Pigs In Space1 How We Recognize Rotated Objects

Michael C. Corballis1, Branka Milivojevic1 and Irina M. Harris2

1University of Auckland, New Zealand; 2University of Sydney, Australia

Abstract: As organisms that move freely in space, we are adept at visually recognising objects regardless of their orientations. This facility probably does not depend on a "correction" mechanism, such as mental rotation, that might render an object in some canonical orientation.
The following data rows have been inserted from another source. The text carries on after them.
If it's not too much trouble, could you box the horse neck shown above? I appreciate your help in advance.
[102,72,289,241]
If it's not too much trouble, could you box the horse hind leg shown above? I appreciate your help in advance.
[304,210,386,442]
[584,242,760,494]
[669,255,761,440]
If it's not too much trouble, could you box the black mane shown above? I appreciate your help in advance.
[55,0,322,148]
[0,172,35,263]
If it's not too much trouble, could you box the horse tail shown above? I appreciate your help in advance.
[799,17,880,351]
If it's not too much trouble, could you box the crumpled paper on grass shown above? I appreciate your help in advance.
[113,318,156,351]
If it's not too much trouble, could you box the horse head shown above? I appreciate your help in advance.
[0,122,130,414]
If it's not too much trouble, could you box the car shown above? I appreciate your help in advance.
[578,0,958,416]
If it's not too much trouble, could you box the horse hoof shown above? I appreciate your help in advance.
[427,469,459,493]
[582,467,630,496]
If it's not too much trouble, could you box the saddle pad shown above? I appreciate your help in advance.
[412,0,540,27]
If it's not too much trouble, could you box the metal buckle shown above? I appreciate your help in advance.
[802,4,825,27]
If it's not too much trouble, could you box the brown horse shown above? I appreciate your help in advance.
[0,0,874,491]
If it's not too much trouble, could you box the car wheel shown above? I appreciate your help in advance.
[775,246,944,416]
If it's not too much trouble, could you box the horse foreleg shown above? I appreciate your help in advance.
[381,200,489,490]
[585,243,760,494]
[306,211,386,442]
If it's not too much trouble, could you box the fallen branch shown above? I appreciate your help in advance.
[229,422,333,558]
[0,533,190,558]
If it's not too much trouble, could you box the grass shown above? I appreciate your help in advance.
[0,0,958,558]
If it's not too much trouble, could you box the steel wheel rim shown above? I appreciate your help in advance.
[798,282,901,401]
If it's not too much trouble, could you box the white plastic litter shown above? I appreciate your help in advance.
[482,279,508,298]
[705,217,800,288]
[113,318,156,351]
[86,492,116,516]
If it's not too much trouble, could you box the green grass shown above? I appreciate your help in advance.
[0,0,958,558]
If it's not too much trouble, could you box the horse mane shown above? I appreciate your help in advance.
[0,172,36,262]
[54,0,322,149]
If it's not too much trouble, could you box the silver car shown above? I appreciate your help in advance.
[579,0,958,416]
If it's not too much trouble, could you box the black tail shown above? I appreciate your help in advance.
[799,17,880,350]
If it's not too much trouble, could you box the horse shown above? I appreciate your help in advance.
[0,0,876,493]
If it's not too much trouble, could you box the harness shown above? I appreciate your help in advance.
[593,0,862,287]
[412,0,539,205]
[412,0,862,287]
Rather, it is likely that an orientation-free description is extracted, probably by the ventral visual system. This suggests further that we can recognize the identity of an object before we can determine its orientation in space. This may depend in turn on the integration of shape information extracted by the ventral system with information about the space-occupying property of the object extracted by the dorsal system. The dissociation between identity and orientation may explain cases of "orientation agnosia," in which the patient can recognize common objects but cannot determine their orientations. Orientation-free descriptions are nevertheless relatively crude. In order to distinguish between shapes that differ in more subtle ways, such as individual faces, or between shapes that are mirror-images of one another, a correction may be necessary, through either physical or mental rotation to the upright.

Key words: agnosias; face perception; mental rotation; mirror-image discrimination; object recognition; pattern recognition; what vs. where systems.